What are “tempting” eyes? One Saudi journalist mused on condition of anonymity that they are “uncovered eyes with a nice shape and makeup. Or even without makeup, if they are beautiful, the woman will be in trouble.” The Orwellian-named committee did not provide a definition of tempting, but if they happen to rely on Merriam-Webster, then it means “having an appeal.” What is an appeal? According to the dictionary, it is “arousing a sympathetic response.” And what is sympathetic? “Showing empathy,” according to Merriam-Webster.
An unnamed journalist told AINA the law is “so stupid” and “people will oppose” the new law. But the religious police are very powerful in Saudi Arabia. King Abdullah provided the organization $53 million in March. Prince Neif, heir to the throne, supports the police.
“The committee is supported by all sides,” he said. “It should be supported because it is a pillar from Islam. If you are a Muslim, you should support the committee.”
The police monitor public behavior according to the Wahhabi School of Sunni Islam. A few “crimes” include homosexuality, fornication, attempts to convert anyone away from Islam, and socializing with unrelated males and females. The police make sure stores abide by the Muslim dietary laws and close at prayer times.
Sheik Abdulatif al-Sheik replaced Shaikh Aziz Al Humain as head of the Commission for the Promotion of Virtue and Prevention of Vice in January 2012. He promised to help improve the woman’s place in society.
“I cannot deny that there were several violations committed by members of the force, some of which happened because of the lack of clear guidelines or understanding,” he said. “So we are planning, God willing, to introduce clear guidelines and mechanisms for the field work of the members of the force.”

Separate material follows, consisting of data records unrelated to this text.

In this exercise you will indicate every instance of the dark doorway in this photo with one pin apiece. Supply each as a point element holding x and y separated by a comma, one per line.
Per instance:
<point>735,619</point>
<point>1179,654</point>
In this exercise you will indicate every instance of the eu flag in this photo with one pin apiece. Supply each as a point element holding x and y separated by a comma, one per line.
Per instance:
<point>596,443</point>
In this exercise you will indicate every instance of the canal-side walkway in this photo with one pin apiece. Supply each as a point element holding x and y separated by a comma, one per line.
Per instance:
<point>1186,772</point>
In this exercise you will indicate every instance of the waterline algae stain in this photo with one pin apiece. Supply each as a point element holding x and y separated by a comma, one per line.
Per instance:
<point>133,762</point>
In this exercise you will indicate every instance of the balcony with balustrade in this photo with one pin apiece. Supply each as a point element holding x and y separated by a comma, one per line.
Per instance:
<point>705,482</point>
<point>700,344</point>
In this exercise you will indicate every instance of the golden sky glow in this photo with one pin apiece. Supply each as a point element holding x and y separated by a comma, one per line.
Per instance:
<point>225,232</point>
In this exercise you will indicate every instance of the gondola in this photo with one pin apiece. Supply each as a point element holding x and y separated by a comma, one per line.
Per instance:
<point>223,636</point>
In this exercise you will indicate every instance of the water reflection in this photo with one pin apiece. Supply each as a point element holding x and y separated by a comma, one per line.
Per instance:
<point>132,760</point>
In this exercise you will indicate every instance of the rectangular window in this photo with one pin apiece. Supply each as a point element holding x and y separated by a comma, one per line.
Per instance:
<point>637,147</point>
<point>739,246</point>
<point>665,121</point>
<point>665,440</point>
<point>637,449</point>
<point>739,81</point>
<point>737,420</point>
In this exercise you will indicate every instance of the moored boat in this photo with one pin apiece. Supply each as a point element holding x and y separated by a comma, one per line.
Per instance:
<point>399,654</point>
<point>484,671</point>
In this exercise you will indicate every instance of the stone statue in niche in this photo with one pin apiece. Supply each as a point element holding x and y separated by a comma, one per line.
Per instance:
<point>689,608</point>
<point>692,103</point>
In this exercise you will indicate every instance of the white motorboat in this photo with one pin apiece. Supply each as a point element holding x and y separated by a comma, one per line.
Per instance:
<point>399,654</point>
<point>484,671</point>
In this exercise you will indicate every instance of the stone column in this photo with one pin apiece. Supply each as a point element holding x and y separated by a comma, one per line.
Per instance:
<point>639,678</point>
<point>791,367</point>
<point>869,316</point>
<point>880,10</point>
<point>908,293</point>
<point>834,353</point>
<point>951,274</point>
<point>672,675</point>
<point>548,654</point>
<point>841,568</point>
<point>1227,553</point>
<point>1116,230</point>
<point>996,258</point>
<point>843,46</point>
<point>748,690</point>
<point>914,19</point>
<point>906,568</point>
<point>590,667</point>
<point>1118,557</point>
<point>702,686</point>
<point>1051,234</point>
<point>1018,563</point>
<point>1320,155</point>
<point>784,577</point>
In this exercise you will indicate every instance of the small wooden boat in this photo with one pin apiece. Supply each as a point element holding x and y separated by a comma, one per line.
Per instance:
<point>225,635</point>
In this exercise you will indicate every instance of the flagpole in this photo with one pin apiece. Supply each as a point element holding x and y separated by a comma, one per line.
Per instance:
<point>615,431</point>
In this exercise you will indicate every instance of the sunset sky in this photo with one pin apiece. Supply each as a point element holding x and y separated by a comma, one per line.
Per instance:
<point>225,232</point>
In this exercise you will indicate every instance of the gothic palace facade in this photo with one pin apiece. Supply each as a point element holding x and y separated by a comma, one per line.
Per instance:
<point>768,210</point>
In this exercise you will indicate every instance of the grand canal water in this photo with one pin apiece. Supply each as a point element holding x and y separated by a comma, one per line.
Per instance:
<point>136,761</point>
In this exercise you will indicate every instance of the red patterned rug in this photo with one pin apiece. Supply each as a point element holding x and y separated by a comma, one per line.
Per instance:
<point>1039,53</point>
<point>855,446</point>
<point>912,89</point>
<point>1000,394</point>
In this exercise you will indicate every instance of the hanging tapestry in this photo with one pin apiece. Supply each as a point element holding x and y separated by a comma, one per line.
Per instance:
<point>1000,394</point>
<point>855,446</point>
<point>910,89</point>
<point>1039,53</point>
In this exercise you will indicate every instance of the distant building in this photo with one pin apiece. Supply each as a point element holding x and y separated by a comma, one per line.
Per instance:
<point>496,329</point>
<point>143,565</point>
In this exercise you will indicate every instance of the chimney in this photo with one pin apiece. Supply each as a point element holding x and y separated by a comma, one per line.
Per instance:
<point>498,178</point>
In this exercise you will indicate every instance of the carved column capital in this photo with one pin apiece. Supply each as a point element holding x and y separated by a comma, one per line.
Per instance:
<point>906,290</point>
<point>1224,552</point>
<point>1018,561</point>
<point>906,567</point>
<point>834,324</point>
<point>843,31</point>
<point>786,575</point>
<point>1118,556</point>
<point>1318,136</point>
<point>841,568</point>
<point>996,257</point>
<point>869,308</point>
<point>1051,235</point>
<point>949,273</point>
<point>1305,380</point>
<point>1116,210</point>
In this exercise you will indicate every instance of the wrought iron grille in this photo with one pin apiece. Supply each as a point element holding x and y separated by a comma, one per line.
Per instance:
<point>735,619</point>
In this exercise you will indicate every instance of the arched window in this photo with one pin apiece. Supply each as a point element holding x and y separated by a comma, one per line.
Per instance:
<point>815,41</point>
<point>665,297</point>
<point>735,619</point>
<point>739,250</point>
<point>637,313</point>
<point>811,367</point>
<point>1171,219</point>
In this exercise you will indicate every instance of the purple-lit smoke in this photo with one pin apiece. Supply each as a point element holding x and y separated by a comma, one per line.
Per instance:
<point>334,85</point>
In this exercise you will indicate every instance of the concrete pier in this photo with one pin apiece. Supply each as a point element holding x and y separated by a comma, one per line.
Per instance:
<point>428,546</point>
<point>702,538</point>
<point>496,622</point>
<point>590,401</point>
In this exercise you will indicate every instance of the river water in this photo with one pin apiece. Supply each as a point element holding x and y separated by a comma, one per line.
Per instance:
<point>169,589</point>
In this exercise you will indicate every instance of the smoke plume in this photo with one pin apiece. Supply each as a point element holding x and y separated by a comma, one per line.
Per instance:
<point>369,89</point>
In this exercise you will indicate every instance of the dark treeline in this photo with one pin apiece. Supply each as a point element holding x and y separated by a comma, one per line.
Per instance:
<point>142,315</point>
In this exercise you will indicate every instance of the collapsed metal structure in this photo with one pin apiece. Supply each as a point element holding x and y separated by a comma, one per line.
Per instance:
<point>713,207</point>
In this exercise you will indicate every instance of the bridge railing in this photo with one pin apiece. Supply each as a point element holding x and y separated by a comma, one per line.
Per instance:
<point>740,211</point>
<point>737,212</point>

Yet, women are still oppressed in Saudi Arabia. A court sentenced a businesswoman to 50 lashes because she cursed at the religious police. The officers checked her café for breaches of morality, and the men claim a few of her employees ran away because they were illegal.
In February, Saudi women rebelled when the CPVPV passed a law that forbids a woman to attend a doctor’s appointment without a male guardian.
“Islamic law does not permit women to visit their doctors without male guardians. Women are prohibited from exposing body parts to male doctors in Islamic law, especially during childbirth,” said Council of Senior Scholars member Qais al-Mubarek.
In October 2013, Saudi women took to the streets to protest the Saudi law against women drivers. Sheikh Saleh Al-Loheidan added more international outrage when he said driving harms a woman’s ovaries.
“If a woman drives a car it could have a negative physiological impact,” he said. “Medical studies show that it would automatically affect a woman’s ovaries and that it pushes the pelvis upward. We find that for women who continuously drive cars, their children are born with varying degrees of clinical problems.”